What is a phobia?
A phobia is a type of anxiety disorder. It is an extreme form of fear or anxiety triggered by a particular situation (such as going outside) or object (such as spiders), even when there is no danger.
For example, you may know that it is safe to be out on a balcony in a high-rise block, but feel terrified to go out on it or even enjoy the view from behind the windows inside the building. Likewise, you may know that a spider isn’t poisonous or that it won’t bite you, but this still doesn’t reduce your anxiety.
Someone with a phobia may even feel this extreme anxiety just by thinking or talking about the particular situation or object.
Is a phobia a mental health problem?
Many of us have fears about particular objects or situations, and this is perfectly normal. A fear becomes a phobia if:
- the fear is out of proportion to the danger
- it lasts for more than six months
- it has a significant impact on how you live your day-to-day life.

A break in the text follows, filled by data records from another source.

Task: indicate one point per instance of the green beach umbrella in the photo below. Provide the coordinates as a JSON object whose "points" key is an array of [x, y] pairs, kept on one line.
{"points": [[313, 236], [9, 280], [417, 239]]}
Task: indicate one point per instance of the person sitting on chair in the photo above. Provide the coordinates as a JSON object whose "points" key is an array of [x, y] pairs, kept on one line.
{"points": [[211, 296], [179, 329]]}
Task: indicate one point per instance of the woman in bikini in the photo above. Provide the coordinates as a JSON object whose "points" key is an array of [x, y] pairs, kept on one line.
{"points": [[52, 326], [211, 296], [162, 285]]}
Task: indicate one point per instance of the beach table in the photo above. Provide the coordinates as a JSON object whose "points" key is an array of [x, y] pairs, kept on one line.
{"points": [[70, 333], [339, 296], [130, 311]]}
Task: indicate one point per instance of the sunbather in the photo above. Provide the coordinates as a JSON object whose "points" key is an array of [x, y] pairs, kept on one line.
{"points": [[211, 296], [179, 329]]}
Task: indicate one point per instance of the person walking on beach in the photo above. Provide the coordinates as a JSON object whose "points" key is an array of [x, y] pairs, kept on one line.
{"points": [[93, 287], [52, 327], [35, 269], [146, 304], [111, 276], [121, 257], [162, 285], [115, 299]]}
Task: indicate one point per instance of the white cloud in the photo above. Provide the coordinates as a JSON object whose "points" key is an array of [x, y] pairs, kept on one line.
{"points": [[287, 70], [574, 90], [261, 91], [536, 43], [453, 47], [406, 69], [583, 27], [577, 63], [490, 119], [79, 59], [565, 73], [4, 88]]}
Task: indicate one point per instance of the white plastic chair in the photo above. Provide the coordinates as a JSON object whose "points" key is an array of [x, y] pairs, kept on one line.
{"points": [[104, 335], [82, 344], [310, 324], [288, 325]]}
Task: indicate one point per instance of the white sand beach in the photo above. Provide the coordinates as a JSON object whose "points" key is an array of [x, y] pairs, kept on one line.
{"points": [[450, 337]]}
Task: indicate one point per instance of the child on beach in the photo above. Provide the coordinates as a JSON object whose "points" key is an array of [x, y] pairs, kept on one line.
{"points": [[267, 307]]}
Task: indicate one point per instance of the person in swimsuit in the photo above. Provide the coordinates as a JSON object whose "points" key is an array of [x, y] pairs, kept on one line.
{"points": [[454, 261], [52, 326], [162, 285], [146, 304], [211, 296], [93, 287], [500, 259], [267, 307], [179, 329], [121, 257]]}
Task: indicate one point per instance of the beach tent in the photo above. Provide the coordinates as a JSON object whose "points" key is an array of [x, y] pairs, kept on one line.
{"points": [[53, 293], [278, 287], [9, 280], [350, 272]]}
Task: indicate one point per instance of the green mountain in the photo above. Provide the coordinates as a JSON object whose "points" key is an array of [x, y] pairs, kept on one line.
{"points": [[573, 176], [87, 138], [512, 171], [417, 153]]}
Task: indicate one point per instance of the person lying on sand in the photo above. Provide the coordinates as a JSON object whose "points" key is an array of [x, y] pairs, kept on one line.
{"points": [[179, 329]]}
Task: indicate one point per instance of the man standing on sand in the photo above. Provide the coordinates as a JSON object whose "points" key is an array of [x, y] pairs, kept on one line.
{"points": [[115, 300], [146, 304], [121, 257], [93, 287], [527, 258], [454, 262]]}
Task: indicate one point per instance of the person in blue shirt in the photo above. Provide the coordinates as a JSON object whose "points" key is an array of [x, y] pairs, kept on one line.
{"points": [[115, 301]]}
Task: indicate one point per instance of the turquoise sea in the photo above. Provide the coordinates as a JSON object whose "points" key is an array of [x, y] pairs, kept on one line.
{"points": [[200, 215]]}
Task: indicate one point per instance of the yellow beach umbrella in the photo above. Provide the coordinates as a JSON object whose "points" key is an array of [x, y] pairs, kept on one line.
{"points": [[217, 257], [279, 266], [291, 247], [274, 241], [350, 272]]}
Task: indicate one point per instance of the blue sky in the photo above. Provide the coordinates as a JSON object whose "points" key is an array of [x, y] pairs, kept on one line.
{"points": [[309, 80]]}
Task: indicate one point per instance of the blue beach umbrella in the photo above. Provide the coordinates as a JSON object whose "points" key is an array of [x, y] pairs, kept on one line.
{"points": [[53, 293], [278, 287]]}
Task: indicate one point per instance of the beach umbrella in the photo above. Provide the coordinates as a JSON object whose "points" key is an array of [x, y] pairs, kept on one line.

“To live in a world full of fear is not living, it is survival.”
When should I get help?
It can be difficult to know when to seek treatment for a phobia. If avoidance of the object, activity or situation that triggers your phobia does interfere with your everyday life, or keeps you from doing things you would otherwise enjoy, it may be time to seek help.
Consider getting treatment for your phobia if:
- it causes intense and disabling fear, anxiety or panic
- you recognise that your fear is out of proportion to the danger
- you avoid certain situations and places because of your phobia
- your avoidance interferes with your normal routine or causes significant distress
- it stops you getting support for other health problems – for example, it stops you using the phone or seeing the doctor
- you’ve had the phobia for at least six months.
See our information on the self-help and treatment options that are available to help you manage your phobia.
A phobia is only as big as we make it and only as small as we make it. It is what we choose to make it and it can be beaten.